Avant sa sortie, le film est censuré : à cause de son titre d’origine « La Boue » (transformé par la suite en « Fièvre ») et surtout pour ses personnages féminins, comme La Naine (Lili Samuel) et La Javotte (Vintiane), qui interprètent un peu trop ouvertement des filles de petite vertu.

Malgré les coupes, le film reste savoureux de justesse dans la description de la vie des bars malfamés des villes portuaires. Cette description est bien plus crue et plus réaliste que le regard bienveillant de Marcel Pagnol, quand il présente au spectateur, dix ans plus tard, le Bar de la Marine sur ce même Vieux-Port.

Plus de cent ans après sa réalisation, ce drame d’amour passionnel reste d’actualité. Plus problématique est le traitement de la femme que Militis a ramené de son voyage : elle reste accroupie et muette pendant tout le film, telle une esclave.
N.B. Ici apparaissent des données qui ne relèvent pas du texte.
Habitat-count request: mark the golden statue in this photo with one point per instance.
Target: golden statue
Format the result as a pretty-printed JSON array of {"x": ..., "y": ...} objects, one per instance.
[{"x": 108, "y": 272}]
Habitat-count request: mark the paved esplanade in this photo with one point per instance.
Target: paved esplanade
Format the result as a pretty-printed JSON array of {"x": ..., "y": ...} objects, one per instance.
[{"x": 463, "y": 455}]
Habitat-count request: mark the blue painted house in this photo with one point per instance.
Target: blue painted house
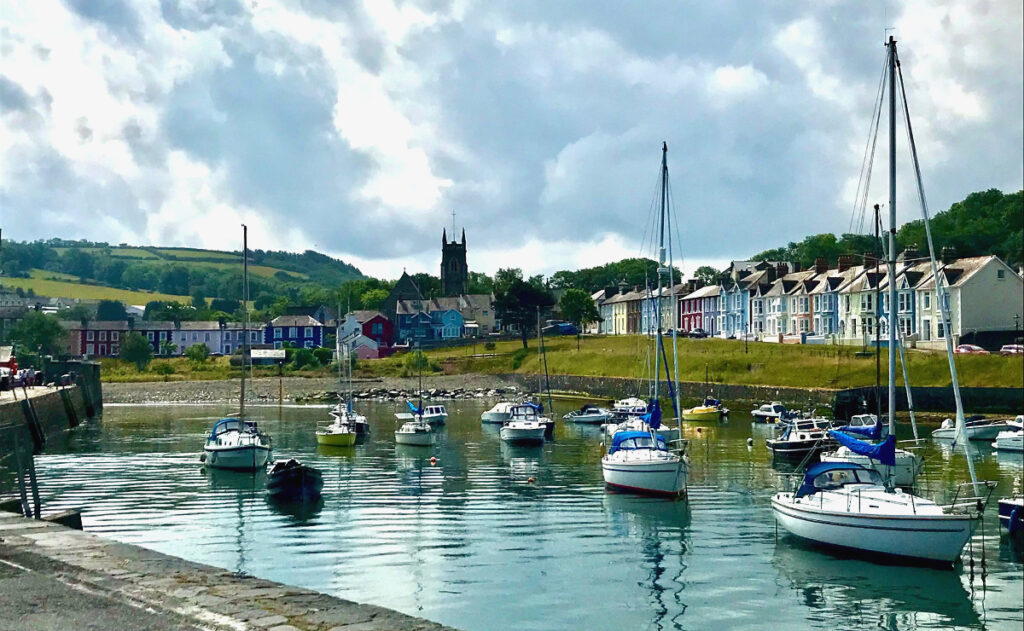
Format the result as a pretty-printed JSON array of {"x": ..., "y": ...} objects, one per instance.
[{"x": 301, "y": 331}]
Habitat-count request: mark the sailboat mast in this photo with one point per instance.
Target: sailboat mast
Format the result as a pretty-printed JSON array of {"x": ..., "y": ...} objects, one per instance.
[
  {"x": 892, "y": 235},
  {"x": 660, "y": 264},
  {"x": 245, "y": 322}
]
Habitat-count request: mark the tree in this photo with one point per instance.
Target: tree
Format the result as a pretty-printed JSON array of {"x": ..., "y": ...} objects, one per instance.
[
  {"x": 519, "y": 303},
  {"x": 136, "y": 349},
  {"x": 579, "y": 307},
  {"x": 111, "y": 309},
  {"x": 374, "y": 299},
  {"x": 198, "y": 352},
  {"x": 38, "y": 331},
  {"x": 167, "y": 347}
]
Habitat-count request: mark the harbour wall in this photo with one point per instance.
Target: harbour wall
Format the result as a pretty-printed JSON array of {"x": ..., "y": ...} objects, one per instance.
[{"x": 845, "y": 403}]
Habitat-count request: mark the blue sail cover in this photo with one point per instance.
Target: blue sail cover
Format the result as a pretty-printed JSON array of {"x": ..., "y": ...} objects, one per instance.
[
  {"x": 873, "y": 432},
  {"x": 653, "y": 416},
  {"x": 884, "y": 452}
]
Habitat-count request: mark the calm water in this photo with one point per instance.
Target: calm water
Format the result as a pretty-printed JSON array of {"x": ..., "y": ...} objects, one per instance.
[{"x": 472, "y": 543}]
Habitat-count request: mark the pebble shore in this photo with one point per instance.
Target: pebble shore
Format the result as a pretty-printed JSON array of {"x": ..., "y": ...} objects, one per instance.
[{"x": 298, "y": 389}]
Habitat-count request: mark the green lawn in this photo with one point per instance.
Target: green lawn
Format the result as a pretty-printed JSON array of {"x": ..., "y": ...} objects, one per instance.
[
  {"x": 43, "y": 286},
  {"x": 725, "y": 361}
]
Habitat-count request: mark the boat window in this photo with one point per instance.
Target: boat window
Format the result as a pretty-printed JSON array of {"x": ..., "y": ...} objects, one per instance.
[{"x": 835, "y": 478}]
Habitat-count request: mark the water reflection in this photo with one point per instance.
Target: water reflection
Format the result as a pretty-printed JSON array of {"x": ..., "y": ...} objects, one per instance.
[{"x": 868, "y": 595}]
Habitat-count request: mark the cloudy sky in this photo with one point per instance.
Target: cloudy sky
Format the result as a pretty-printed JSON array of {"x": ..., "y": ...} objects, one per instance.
[{"x": 355, "y": 128}]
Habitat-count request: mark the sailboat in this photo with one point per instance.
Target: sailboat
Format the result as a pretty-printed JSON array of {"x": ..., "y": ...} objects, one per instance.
[
  {"x": 236, "y": 443},
  {"x": 416, "y": 430},
  {"x": 847, "y": 505},
  {"x": 342, "y": 430},
  {"x": 640, "y": 461}
]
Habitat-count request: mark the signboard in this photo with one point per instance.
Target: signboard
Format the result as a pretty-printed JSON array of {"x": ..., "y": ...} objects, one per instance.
[{"x": 267, "y": 353}]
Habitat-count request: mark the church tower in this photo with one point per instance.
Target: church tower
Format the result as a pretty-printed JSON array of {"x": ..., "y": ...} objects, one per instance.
[{"x": 455, "y": 271}]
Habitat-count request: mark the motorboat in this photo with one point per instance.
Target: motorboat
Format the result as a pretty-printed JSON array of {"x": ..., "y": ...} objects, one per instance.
[
  {"x": 1012, "y": 517},
  {"x": 626, "y": 408},
  {"x": 846, "y": 505},
  {"x": 802, "y": 437},
  {"x": 340, "y": 431},
  {"x": 769, "y": 413},
  {"x": 710, "y": 410},
  {"x": 237, "y": 444},
  {"x": 524, "y": 426},
  {"x": 976, "y": 428},
  {"x": 415, "y": 432},
  {"x": 499, "y": 414},
  {"x": 294, "y": 480},
  {"x": 641, "y": 462},
  {"x": 589, "y": 414},
  {"x": 435, "y": 415}
]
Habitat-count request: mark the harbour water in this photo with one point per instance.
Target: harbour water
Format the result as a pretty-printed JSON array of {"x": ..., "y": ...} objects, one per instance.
[{"x": 493, "y": 537}]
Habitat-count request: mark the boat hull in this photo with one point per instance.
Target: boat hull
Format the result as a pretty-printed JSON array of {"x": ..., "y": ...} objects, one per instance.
[
  {"x": 938, "y": 539},
  {"x": 241, "y": 458},
  {"x": 655, "y": 477},
  {"x": 425, "y": 438},
  {"x": 336, "y": 438},
  {"x": 532, "y": 435}
]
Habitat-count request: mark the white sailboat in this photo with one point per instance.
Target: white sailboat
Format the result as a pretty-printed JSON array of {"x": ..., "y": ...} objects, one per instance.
[
  {"x": 847, "y": 505},
  {"x": 235, "y": 443},
  {"x": 640, "y": 461}
]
Et quand la bagarre se déclenche, les autres filles se déchaînent sur elle, comme si elle en était responsable.

Ce comportement raciste et misogyne perturbe, mais reflète bien une réalité des mœurs d’antan et qui malheureusement n’a pas complètement disparu aujourd’hui : celui qui est diffèrent devient facilement la cible d’un mécontentement. Contrairement à un Griffith3 qui prend position, le mérite de Delluc est de rester un observateur éclairé et un anthropologue impitoyable.

Le dernier carton de son film ne comporte qu’un mot : « Désillusion ».

« Etait-ce un film ? Un rêve ? Un conte ? La fièvre vient et puis s’en va. On ne peut en faire un métier. »2

1Courant du cinéma allemand des années vingt qui combine unité de lieu, de temps et d’action.

2Propos de Louis Delluc dans son article « Huit jours de Fièvre » qui décrit le tournage du film. Paru dans Cinéa le 23 septembre 1921.

3« Naissance d’une nation » (1915) de D. W. Griffith a beau être un chef d’oeuvre du cinéma muet, il véhicule en même temps avec insistance un suprémacisme blanc, difficilement supportable aujourd’hui.